While the cancellation isn’t the most whiz-bang amazing ANC you can find, Jabra is essentially taking what worked in the Elite 3, adding a smidgen on noise cancellation, and improving the water resistance slightly, all to give you a just-as-balanced pair of ANC earphones for a sub-$200 price.
These days, noise cancelling earphones still command a bit of a premium, and while we expect this is the year we’ll begin to see the tech fall below the $100 mark, $179 for an app-connected pair of ANC earphones is a great deal overall.
What needs work?
With decent sound, a capable battery, and pretty solid value, you might be wondering just what the Jabra Elite 4 Active needs to better. After all, for its price, there is a lot going on here.
They’re also quite similar to the Elite 3, but basically bundle in a modicum of noise cancellation into that package, which in turn appears to be helping the HearThrough mode, as well.
So what needs work?
The noise cancellation could have a little more going for it, such as the ability to tweak it, and we’d dig a wirelessly charged case, but frankly, those are features are typically reserved for the premium so hardly an issue here, and really not worth worrying about.
Really, if we had to pick, they’d be our points, but frankly for the price, there’s little to complain about in the Elite 4 Active. They’re just full-featured with great value.
Final thoughts (TLDR)
If we had to say anything about Jabra’s Elite 4 Active, the point about value would likely be the punchline: these are great value and then some.
We were fans of the app-connected Elite 3, but they went without ANC, providing enough of the earphone experience Jabra is known for without the premium extra that noise cancellation brings. That’s where the Elite 4 Active fits, bolstering what is basically the same design with a bit more water resistance and support for noise cancellation.

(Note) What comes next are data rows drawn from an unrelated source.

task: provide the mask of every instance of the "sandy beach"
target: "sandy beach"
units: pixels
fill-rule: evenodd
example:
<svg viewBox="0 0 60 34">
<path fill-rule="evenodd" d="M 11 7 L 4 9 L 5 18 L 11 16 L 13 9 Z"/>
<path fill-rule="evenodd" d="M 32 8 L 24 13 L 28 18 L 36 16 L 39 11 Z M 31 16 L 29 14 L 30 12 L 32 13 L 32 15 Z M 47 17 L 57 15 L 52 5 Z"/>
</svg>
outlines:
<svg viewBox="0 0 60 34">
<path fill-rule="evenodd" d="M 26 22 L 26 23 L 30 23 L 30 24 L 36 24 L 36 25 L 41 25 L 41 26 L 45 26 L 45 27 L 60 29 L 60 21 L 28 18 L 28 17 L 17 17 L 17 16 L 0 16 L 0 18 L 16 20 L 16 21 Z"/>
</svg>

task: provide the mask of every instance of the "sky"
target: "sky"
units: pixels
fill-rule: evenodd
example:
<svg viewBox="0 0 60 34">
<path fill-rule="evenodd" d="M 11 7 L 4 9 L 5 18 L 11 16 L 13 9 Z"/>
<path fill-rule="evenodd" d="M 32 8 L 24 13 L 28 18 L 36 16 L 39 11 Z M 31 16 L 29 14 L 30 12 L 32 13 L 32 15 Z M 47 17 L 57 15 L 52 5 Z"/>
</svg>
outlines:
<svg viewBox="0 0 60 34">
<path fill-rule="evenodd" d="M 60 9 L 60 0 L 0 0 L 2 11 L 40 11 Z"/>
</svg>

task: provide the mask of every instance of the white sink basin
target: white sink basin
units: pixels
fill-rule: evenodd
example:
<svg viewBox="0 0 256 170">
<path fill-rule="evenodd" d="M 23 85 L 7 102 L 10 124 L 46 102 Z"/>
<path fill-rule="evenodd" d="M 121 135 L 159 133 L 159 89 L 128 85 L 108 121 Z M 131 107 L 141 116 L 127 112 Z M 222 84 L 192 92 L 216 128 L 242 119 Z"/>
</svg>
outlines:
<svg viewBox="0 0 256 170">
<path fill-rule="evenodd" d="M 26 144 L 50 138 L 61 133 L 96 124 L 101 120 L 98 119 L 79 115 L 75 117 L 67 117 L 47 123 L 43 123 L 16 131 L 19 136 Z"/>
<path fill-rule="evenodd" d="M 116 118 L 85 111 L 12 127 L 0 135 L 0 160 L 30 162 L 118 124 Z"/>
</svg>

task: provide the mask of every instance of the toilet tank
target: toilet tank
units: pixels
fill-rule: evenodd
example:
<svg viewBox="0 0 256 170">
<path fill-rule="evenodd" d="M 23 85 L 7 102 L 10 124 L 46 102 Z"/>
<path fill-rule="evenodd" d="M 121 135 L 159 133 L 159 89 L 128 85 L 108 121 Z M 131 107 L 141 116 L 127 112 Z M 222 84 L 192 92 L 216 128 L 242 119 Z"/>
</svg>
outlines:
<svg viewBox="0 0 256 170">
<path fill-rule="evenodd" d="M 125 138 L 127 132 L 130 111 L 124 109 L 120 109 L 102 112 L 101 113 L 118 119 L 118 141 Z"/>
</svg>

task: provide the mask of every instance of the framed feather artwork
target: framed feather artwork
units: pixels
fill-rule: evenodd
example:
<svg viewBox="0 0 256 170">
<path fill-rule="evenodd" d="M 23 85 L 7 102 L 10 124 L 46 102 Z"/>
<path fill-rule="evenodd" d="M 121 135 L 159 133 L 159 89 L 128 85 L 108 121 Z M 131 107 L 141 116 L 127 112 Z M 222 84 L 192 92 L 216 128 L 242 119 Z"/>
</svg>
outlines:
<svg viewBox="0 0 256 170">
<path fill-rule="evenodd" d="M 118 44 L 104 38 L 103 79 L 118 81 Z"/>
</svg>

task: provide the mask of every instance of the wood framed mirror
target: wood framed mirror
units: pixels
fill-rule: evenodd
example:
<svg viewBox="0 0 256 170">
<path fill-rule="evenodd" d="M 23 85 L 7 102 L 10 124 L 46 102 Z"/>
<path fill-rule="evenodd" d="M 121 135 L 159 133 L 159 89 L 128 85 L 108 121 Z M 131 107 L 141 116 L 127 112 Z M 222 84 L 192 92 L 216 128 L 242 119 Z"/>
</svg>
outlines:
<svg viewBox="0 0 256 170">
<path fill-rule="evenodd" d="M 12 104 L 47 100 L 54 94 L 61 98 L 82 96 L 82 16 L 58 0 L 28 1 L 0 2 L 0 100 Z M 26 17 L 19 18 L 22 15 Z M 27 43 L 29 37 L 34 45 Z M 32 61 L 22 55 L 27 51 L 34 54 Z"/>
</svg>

And it works. It’s really enough for the $179 price point, achieving a great balance of feature and value.
Granted, Jabra’s Elite 4 Active aren’t competing on price in quite the same way as every earphone player, because you can still find noise cancelling earphones at better prices overall. The EarFun Air Pro lack the app and deliver ANC earphones for below $130, while the Nothing Ear1 offers the app for just under $150. There’s clearly a market where noise cancelling earphones can come in under where even Jabra has modestly pitched the Elite 4 Active.
And yet these are still a fantastic balance and compromise. In the Jabra Elite 4 Active, you’ll find strong sound, a great transparency mode, a little bit of cancellation, support with an app, and a price that’s easily workable. Every little bit helps to make the Elite 4 Active one of the better choices for earphones below $200. Recommended.